Importing the necessary libraries

As we are not doing any data visualization tasks in Python here, we are not going to import any data visualization library. For our task, it is sufficient to import Pandas and Numpy. Let's import those libraries.

import pandas as pd
import numpy as np

Quick Look on data

Now, let's see what our data looks like. As the file is in .csv format, we import this data in Pandas using the read_csv() method.

judge_data = pd.read_csv("khoj-1.8.csv")
judge_data.head()

By first look, we can notice that,

  • There are three date columns available - Date of Birth, Date of Appointment and Date of Retirement.
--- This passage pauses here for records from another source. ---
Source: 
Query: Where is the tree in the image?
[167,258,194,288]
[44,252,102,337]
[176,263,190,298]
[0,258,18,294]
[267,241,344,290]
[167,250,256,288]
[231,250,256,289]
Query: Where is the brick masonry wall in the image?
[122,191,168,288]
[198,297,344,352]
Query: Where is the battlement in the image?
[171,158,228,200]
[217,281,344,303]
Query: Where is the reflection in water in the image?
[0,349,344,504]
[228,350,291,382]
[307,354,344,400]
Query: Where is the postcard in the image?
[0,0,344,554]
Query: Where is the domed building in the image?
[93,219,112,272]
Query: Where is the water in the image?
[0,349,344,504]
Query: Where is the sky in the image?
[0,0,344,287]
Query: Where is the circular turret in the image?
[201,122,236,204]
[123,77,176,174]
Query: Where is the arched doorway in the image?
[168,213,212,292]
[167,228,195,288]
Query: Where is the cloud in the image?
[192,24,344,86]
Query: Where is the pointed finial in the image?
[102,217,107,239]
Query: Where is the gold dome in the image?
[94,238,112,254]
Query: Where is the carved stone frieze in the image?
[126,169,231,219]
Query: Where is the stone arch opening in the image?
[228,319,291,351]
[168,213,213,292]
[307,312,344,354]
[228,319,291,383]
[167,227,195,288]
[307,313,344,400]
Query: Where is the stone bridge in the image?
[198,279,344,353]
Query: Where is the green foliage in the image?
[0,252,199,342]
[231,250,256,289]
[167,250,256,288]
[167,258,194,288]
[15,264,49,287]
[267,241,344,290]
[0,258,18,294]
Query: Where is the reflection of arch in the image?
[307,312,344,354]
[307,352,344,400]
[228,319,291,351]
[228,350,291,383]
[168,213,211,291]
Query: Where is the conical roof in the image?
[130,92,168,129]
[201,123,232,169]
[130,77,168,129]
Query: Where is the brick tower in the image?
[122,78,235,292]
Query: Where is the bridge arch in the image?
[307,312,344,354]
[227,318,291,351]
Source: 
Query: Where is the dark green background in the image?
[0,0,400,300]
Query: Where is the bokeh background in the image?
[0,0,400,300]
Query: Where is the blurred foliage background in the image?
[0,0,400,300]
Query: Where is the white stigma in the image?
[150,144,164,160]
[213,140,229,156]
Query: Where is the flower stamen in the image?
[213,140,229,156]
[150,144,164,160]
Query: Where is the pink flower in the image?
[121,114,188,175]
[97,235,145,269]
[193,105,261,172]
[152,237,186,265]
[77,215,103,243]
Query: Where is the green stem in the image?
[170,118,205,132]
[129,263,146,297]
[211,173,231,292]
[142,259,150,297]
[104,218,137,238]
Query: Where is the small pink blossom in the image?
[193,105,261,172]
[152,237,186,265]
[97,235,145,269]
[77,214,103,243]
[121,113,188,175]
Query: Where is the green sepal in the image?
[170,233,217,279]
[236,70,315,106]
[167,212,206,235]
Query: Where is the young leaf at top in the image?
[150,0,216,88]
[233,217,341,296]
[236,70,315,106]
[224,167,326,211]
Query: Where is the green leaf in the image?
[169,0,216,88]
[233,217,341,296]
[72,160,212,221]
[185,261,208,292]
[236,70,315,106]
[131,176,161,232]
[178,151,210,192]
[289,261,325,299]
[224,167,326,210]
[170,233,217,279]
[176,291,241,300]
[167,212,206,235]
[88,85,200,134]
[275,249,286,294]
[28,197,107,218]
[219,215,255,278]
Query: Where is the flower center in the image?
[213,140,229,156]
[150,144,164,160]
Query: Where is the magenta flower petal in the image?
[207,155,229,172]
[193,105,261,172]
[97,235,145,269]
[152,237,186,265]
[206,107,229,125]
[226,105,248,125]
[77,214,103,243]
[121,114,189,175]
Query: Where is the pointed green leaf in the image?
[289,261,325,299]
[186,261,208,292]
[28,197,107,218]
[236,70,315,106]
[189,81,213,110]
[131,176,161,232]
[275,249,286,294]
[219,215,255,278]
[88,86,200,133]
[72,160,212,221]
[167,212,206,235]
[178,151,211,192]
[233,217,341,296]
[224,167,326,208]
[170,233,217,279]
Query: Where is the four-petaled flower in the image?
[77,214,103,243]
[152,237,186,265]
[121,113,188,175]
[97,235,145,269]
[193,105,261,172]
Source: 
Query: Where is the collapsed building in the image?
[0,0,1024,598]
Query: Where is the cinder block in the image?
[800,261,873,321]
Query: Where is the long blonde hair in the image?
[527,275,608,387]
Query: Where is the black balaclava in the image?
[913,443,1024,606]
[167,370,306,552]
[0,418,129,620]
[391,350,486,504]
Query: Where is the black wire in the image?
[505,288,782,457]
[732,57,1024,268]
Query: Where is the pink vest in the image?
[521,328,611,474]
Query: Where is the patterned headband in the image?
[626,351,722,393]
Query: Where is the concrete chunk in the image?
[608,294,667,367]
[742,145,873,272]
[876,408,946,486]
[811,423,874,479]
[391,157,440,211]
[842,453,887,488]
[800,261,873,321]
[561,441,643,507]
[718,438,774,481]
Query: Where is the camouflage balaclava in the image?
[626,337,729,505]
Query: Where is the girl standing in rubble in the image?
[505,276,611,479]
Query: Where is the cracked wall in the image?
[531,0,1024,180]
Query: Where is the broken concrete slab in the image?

But suprisingly, Pandas detects them as object, which is the style of Pandas library, telling you that these columns are categorical columns.
  • Some columns containing the value Not Available and Not Applicable. Here Not Available denotes the null value in the column and Not Applicable means that column is not applicable for that specific judge.
date_cols = ['Date of Birth', 'Date of Appointment', 'Date of Retirement']
judge_data[date_cols].info()
judge_data.shape
judge_data.info()
Hidden output
judge_data.fileTitle.unique()
Hidden output

Now, you don't need the whole date of these three date columns. As you are only interested in the age of the judge, it is sufficient for us to take only the year from the date. But before doing that, you have to replace the Not Available value with np.nan. Otherwise, while converting those columns to pd.datetime format, it will throw an error.

for cols in date_cols:
    # Replacing "Not Available" value with np.nan
    judge_data[cols] = judge_data[cols].replace("Not Available", np.nan)
    
    # Converting the date columns to pd.datetime format
    judge_data[cols] = pd.to_datetime(judge_data[cols])
    
    # extracting year from date
    judge_data[cols] = pd.DatetimeIndex(judge_data[cols]).year

After this operation, these date column contains only the year. So, it is no longer needed to call those columns as date columns. It's time for replace their names.

# making a list containing the new name of the date columns
date_rename = ['Year of Birth', 'Year of Appointment', 'Year of Retirement']

# zip the date_cols and date_rename cols and making a dictionary with it
rename_dict = dict(zip(date_cols, date_rename))

# finally renaming the columns with that dictionary
judge_data.rename(columns=rename_dict, inplace=True)
judge_data[date_rename].head()
judge_data[date_rename].info()

Let's see some summary statistics of these year columns.

judge_data[date_rename].describe()

You don't get any valuable information from the above summary, isn't it? What happens if we convert those columns to object and again see their summary stats?

# Selecting the date columns
date_columns = judge_data.select_dtypes(exclude='object')

for col in date_columns.columns:
    # converting the column to object
    date_columns[col] = date_columns[col].astype('object')
    
# See the summary statistics
date_columns.describe(include='O')

It seems that most of the Judges were born in 1956, appointed in 2016 and retired in 2018. That's all we got from these three columns.

Now, it's the time for removing the unnecessary columns. For this, we have to see the summary stats of the categorical columns.